Man enters Alford pleas in series of attacks in and around University of Iowa Hospitals and Clinics

Adam Weinstein faces up to five years in prison

Adam Weinstein

IOWA CITY — A man accused of attacking women in and around the University of Iowa Hospitals and Clinics two years ago will spend up to five years in prison and spend the rest of his life on the Iowa Sex Offender Registry after entering Alford pleas to two of those attacks.

During a plea hearing on Tuesday, Adam Weinstein, 34, entered Alford pleas to assault with intent to commit sexual abuse with a resulting injury, a felony; and assault with intent to commit sexual abuse, an aggravated misdemeanor punishable by up to two years in prison.

In making an Alford plea, a defendant doesn’t admit guilt but admits the prosecution could likely prove the charges based on evidence.

Weinstein indicated during proceedings that he does not recall the crimes taking place. His attorney, Eric Tindal, said Weinstein was suffering from mental illness and was under the influence of his medication, alcohol and K2.

Assistant Johnson County Attorney Mike Ringle said a plea agreement was reached that would see the state recommend Weinstein’s two sentences run concurrently.

During Tuesday’s hearing, Weinstein expressed some confusion in what he was agreeing to, including whether he would be found guilty by a jury of the charges.

“I can’t say that for sure,” Weinstein told Judge Kevin McKeever. “I’m not a lawyer, I’m not a prosecutor.”

Ultimately, after consulting with his attorney, Weinstein admitted that there was a reasonable likelihood that he could be found guilty of assaulting a woman inside the University of Iowa Hospitals and Clinics and injuring her and of grabbing a parking lot cashier with the intent of committing sexual assault.

Weinstein previously faced one count of third-degree sexual abuse, four counts of assault with intent to commit sexual abuse and three counts of third-degree harassment for incidents alleged to have occurred on Nov. 10, 2015.

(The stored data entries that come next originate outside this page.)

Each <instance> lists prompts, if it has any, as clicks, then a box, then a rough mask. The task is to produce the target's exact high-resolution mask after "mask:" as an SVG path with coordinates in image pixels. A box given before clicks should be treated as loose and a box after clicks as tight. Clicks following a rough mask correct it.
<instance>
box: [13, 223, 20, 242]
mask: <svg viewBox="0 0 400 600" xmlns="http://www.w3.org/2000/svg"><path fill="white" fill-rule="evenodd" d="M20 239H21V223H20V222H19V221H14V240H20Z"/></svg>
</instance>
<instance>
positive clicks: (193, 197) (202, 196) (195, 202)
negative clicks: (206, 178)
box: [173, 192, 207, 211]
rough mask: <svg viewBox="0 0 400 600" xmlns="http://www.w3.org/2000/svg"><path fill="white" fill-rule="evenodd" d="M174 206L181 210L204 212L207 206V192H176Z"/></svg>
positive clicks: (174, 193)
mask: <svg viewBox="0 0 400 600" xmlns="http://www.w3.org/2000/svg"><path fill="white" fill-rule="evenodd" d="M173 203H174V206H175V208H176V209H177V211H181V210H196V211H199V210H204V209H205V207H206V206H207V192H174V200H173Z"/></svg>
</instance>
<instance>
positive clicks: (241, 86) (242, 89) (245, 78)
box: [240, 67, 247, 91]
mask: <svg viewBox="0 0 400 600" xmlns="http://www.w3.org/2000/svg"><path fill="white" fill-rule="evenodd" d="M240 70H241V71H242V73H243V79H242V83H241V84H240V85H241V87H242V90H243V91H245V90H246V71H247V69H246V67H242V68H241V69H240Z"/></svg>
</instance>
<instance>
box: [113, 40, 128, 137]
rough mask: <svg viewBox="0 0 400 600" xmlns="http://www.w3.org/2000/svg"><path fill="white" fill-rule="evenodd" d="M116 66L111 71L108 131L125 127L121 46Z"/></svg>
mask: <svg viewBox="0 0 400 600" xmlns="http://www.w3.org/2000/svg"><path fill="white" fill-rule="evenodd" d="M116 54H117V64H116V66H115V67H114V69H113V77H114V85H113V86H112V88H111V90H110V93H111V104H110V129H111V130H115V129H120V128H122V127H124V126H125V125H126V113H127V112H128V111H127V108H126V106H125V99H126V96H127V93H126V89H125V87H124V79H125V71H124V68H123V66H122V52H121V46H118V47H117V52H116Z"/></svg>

Police said Weinstein entered the UIHC around 1:15 a.m. that day and proceeded to the fifth floor of Boyd Tower. There, Weinstein approached a woman, grabbed and forcibly kissed her and put his hands down her pants, police said.

About 90 minutes later, Weinstein touched a cashier at the Melrose Avenue parking facility, police said. Those two incidents triggered a Hawk Alert.

Police said Weinstein returned to the hospital around 1:40 p.m., grabbed a woman in an elevator and asked her to have sex with him. A short time later, he allegedly grabbed a woman around the waist outside of the UI Field House. Police said the woman was able to push him away and he fled on foot.

Around 1:54 p.m., police said Weinstein approached a fifth woman, put his arm around her and tried to put his hand down her pants. She was able to escape, police said.

Police captured Weinstein later that day and had him involuntarily committed to UI Hospitals for a mental health evaluation.

In June 2016, Weinstein’s attorney sought a mental health evaluation. In November 2016, he was deemed incompetent to stand trial and proceedings were suspended. A judge ruled at the time that Weinstein suffered from schizoaffective disorder, bipolar type and possibly other mental conditions that prevented him from understanding his charges and court proceedings and assisting in his own defense.

In February 2017, staff at the Iowa Medical and Classification Center notified the court that Weinstein had been “restored to competency” and proceedings were restored.

After his prison sentence, Weinstein will placed on probation for 10 years.

Sentencing will be set at a later date.